Look at the lurid reports of those accused of crimes – and the more graphic the better. ‘I may be a sinner but at least I am not a child abuser’ – says the fraudster. And the child abuser says, ‘I love children but at least I am not violent (at least, I don’t think so).’ And the robber: ‘At least I love my wife/partner and children.’ And so on and so on. There is always someone else whom we are free to despise, there is always someone whose lifestyle and choices are deemed to be worse than our own.
We may justify ourselves in our own minds, but in the eyes of the Lord? ‘All have sinned and come short of the glory of God.’ (Romans 3:23); ‘There is none that does good, no not one.’ (Psalm 53:3). Isaiah compares our righteousness with filthy rags in the sight of God (Isaiah 64:6).
And this is the point. When comparing ourselves with one another, we will always place ourselves in the best light. But this is irrelevant. It is the comparison with the holiness and glory of God that matters and here we fall short: badly. Yes, when we ask God to show us where we fall short, then He will hear us and show us and lead us into that place of laying aside the things that hold us back. And this can of course be costly. But it leads us away from setting our own standards of righteousness and towards accepting His, even and especially when we do not meet them.

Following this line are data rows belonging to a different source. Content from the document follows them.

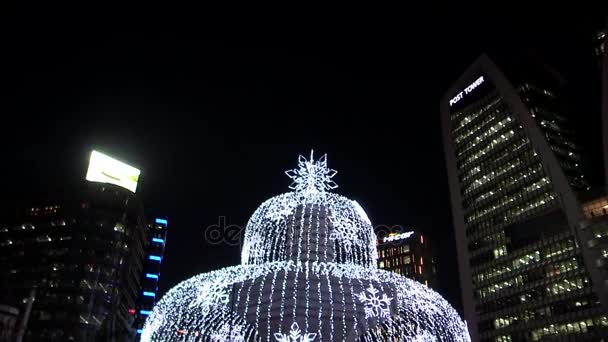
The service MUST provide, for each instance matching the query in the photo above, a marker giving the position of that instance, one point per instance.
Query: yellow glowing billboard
(106, 169)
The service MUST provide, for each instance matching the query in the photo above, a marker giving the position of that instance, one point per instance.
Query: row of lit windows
(469, 126)
(499, 141)
(385, 253)
(523, 177)
(559, 287)
(534, 199)
(503, 168)
(402, 260)
(469, 117)
(51, 209)
(596, 208)
(480, 139)
(549, 252)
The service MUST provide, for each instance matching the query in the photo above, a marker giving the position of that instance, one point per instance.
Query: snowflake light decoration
(295, 335)
(228, 333)
(309, 269)
(374, 305)
(312, 177)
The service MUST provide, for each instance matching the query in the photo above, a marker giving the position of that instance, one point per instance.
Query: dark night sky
(213, 115)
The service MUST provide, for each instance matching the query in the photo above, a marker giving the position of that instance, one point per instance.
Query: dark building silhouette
(528, 270)
(409, 254)
(81, 254)
(155, 251)
(601, 52)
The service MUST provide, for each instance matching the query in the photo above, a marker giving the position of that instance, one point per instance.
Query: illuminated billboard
(106, 169)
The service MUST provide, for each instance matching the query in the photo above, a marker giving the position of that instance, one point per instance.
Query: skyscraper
(81, 253)
(526, 268)
(601, 51)
(72, 261)
(409, 254)
(155, 250)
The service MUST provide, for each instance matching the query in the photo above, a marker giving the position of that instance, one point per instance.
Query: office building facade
(408, 254)
(155, 251)
(527, 270)
(78, 257)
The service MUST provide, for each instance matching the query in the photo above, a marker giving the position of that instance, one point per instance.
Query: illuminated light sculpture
(308, 274)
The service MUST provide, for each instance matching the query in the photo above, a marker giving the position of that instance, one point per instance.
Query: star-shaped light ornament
(312, 178)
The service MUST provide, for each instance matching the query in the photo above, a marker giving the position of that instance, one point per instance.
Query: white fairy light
(309, 257)
(375, 306)
(295, 335)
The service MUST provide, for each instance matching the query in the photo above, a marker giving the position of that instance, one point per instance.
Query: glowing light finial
(312, 177)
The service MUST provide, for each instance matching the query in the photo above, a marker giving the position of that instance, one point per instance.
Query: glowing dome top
(337, 229)
(308, 274)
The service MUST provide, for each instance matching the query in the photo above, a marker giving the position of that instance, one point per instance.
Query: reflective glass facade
(528, 277)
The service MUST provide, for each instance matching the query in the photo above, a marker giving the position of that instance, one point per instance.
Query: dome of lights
(308, 273)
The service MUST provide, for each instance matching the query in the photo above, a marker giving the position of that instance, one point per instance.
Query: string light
(308, 273)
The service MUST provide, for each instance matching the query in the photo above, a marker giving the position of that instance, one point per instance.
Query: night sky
(213, 115)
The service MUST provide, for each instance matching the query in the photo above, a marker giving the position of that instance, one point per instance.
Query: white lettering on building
(466, 91)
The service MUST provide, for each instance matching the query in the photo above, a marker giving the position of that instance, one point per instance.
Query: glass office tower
(77, 257)
(526, 269)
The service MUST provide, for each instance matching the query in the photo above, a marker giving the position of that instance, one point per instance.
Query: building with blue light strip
(157, 236)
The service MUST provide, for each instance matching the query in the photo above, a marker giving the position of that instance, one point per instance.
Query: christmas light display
(308, 273)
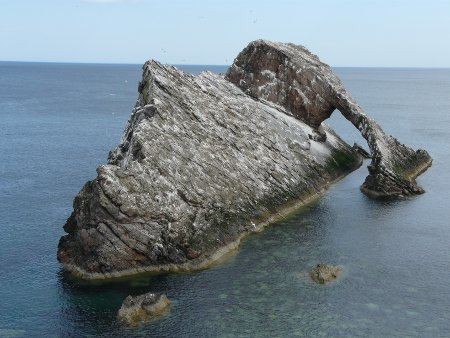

But the gospel message of Jesus is very simple. Mark is especially succinct: Repent and believe the gospel. (Mark 1:15). The call is to recognise the shortcomings in our own lives and then respond in faith to Jesus’ call to set them aside and receive His life as He gives it. And not just once but daily. Certainly the first time is critical for this is where we first receive that sense of His forgiveness but it never stops there. It is an ongoing aspect of life. It becomes part of who we are and where we are going. And if the sin is repeated then the repentance must be repeated as well.
This way, we also have some sympathy with the sinner. While in the public arena, the accusation is proof of guilt, and the trial is only a technicality before sentence is passed, in the sight of God since all have sinned then all are invited to repentance and all are welcomed into it when they do. More joy in heaven over one sinner who repents than over all the others who need no repentance.
Now we do not need to feel smug when someone is caught out in crime or other unacceptable lifestyle or words or actions. We do not need to enjoy that schadenfreude when another is found wanting. In fact that kind of delight begins to feel sour, even revolting. There is that sense of disgust when we find a thrill of satisfaction that another person has been found out.
Perhaps we might look again at the ‘Comfortable Words’ of the older liturgies – ‘Christ Jesus came into the world to save sinners’ and ‘If any man sin, we have an advocate with the Father, Jesus Christ the righteous: and He is the propitiation for our sins.’
I know that Ash Wednesday is on 5 March, but writing this before the electoral meeting for a new bishop, this is also for us a new point of departure.
Every blessing,
Sydney Maitland.
Then shall the Presbyter also say,
Hear what comfortable words our. Saviour Christ saith unto all that truly turn to him.
COME unto me all ye that labour and are heavy laden, and I will give you rest. St. Matthew 11. 28.
God so loved the world, that he gave his only-begotten Son, that whosoever believeth in him should not perish, but have everlasting life. St. John 3. 16.
Hear also what Saint Paul saith.
This is a faithful saying, and worthy of all acceptation, that Christ Jesus came into the world to save sinners. 1 Timothy 1. 15.
Hear also what Saint John saith.
If any man sin, we have an Advocate with the Father, Jesus Christ the righteous: and he is the propitiation for our sins. 1 St. John 2. 1, 2.